Urlaub, Streitkultur und Haushaltsplanung

Bürgermeisterin Sabine Danicke ärgerte sich gestern über den AZ-Artikel „Es wird weh tun: Geheimsache Haushalt“ und kommentierte: „Warum wird immer nur die Stadt angepieselt?“ Dann gab sie die Parole aus: „Brille auf, Augen zu und durch.“ Das sieht unser Leser Thorsten Gericke aus Salzwedel ganz anders. Er bezieht sich in seinem Leserbrief auf die zahlreichen AZ-Artikel zur bis heute nicht geführten Haushaltsdiskussion in der Hansestadt:

Ich möchte mich als SPD-Mitglied in die derzeit öffentlich geführte Debatte, ob meine Heimatstadt Salzwedel einen beschlossenen Haushalt braucht, einmischen. Ich halte den Antrag von SPD, FDP und Salzwedel-Land für gerechtfertigt. Ich erlaube mir die Bürgermeisterin daran zu erinnern, dass über ein halbes Jahr schon vergangen ist. Jeder Bereich, sei er öffentlich oder privat, plant die Umsetzung seiner Aufgaben an Hand vorgegebener Finanzen. Da dem Stadtrat bis zum heutigen Zeitpunkt kein diskussionsfähiger Entwurf des Haushaltes vorliegt, frage ich mich, was haben Bürgermeisterin und Verwaltung von Ende vergangenen Jahres bis Ende Juli gemacht?

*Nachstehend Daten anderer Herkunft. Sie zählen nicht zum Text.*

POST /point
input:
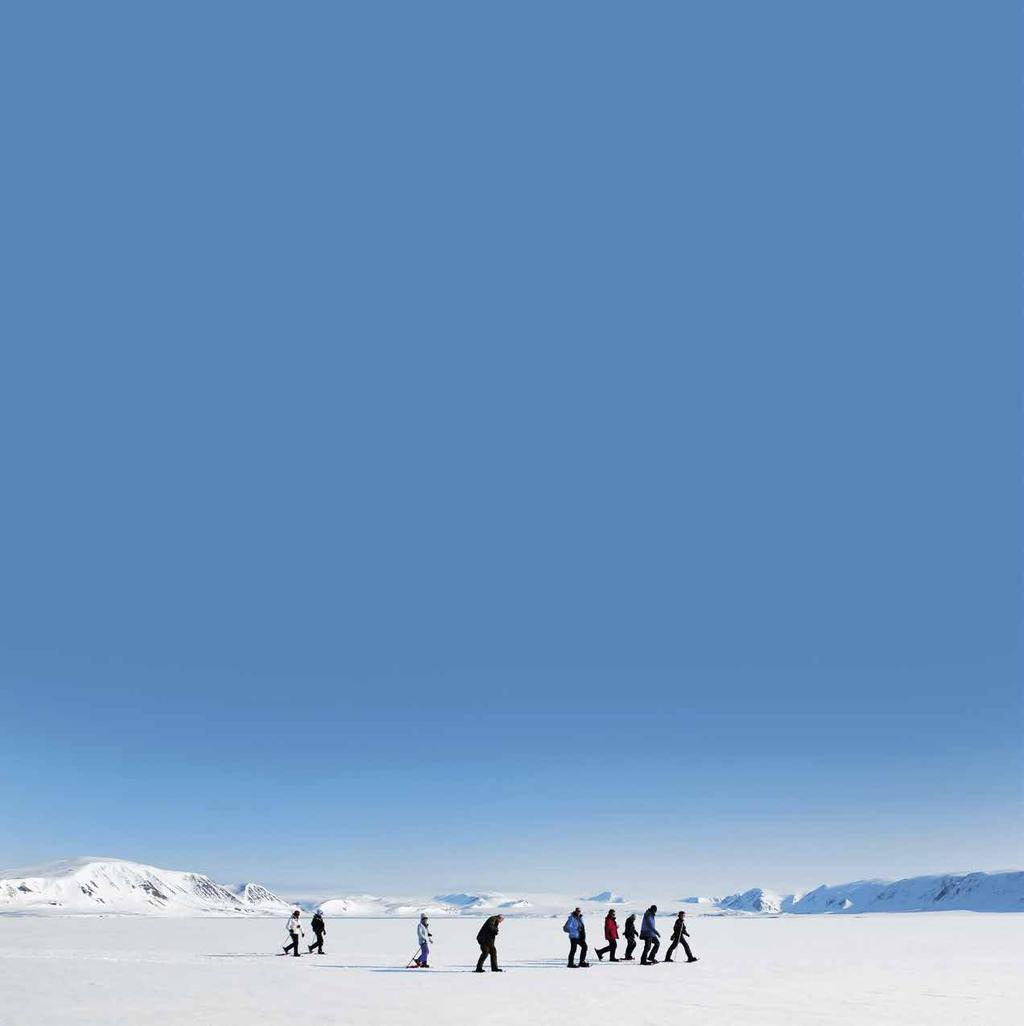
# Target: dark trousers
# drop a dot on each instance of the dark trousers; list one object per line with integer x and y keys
{"x": 487, "y": 948}
{"x": 575, "y": 943}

Jedenfalls haben sie scheinbar nicht am Haushaltsentwurf gearbeitet. Da die Bürgermeisterin jede Erinnerung daran als Angriff gegen ihre Person wertet, möchte ich von mangelnder politischer Streitkultur sprechen. Andererseits ist sie Ausdruck der Prioritätensetzung.

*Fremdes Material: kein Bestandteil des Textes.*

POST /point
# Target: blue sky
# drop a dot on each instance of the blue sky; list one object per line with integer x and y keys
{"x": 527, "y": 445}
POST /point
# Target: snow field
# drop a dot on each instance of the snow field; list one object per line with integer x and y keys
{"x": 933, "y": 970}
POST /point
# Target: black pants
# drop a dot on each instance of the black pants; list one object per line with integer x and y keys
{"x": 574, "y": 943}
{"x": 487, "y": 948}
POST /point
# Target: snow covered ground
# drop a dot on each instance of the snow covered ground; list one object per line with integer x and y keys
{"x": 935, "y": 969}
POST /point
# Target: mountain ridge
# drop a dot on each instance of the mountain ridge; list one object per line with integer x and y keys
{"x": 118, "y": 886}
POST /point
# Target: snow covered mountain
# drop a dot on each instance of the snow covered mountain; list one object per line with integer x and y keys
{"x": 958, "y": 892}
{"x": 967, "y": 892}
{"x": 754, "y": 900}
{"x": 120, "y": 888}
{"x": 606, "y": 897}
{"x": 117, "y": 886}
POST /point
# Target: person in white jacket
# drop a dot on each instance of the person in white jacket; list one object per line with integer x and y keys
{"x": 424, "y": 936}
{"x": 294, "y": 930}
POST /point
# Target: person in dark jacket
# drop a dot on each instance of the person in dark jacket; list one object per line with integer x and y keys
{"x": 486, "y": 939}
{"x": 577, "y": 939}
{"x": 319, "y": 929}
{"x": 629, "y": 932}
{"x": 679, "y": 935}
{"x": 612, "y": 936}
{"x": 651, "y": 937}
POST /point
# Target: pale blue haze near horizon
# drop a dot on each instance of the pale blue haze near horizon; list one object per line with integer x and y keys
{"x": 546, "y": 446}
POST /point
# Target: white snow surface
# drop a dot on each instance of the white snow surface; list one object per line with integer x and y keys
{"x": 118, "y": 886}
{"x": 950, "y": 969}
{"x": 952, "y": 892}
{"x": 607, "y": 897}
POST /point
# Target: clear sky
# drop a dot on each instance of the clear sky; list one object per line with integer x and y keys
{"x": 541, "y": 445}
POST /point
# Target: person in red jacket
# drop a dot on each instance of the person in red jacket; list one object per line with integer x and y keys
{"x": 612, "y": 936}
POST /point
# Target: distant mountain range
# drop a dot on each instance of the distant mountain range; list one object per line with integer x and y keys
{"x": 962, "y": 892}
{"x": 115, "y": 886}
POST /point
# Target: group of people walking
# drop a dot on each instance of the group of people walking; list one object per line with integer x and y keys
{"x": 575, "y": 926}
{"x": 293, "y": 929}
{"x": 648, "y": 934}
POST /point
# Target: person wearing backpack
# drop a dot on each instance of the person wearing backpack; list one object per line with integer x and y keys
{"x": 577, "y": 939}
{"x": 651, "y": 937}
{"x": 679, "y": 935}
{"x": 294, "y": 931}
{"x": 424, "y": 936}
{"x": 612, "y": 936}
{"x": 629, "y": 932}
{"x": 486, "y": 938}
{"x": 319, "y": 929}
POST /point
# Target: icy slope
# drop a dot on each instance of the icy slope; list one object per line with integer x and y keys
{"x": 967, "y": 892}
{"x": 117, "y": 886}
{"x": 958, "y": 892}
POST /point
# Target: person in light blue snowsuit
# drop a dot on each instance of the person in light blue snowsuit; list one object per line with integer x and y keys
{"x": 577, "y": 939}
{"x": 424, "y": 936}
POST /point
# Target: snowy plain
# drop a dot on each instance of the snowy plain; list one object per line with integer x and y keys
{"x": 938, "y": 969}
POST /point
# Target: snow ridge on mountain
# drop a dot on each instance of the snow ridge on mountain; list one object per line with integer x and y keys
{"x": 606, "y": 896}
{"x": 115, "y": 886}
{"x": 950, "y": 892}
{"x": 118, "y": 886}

Ich möchte auch auf die in den Raum gestellte Frage antworten, wann dürfen Bürgermeisterin und / oder Kämmerin in den geplanten Urlaub gehen? Sie können ihren Urlaub genießen, wenn sie ihre Aufgaben gemacht haben, zu denen die Haushaltsplanung gehört.

Das Einfordern eines Entwurfs spiegelt keinesfalls politische Inkompetenz wieder. Sie ist vielmehr Ausdruck des politischen Willens, etwas gestalten zu wollen.

Ich empfinde Unverständnis über die Art und Weise der öffentlichen Diskussion. Es entsteht der Eindruck, als wolle sich jeder ein Eigentor schießen. Die Bürgermeisterin möchte einerseits, dass man respektvoll miteinander umgeht. Demgegenüber lassen ihre Worte über den SPD-Ortsverein und dessen Vorsitzenden Norbert Hundt jedoch jeglichen Respekt vermissen.

Angesichts der finanziellen Lage der Hansestadt erachte ich es als dringend notwendig, dass Haushalt und die Konsolidierung, sofern sie notwendig ist, spätestens zu Anfang eines Jahres geplant werden.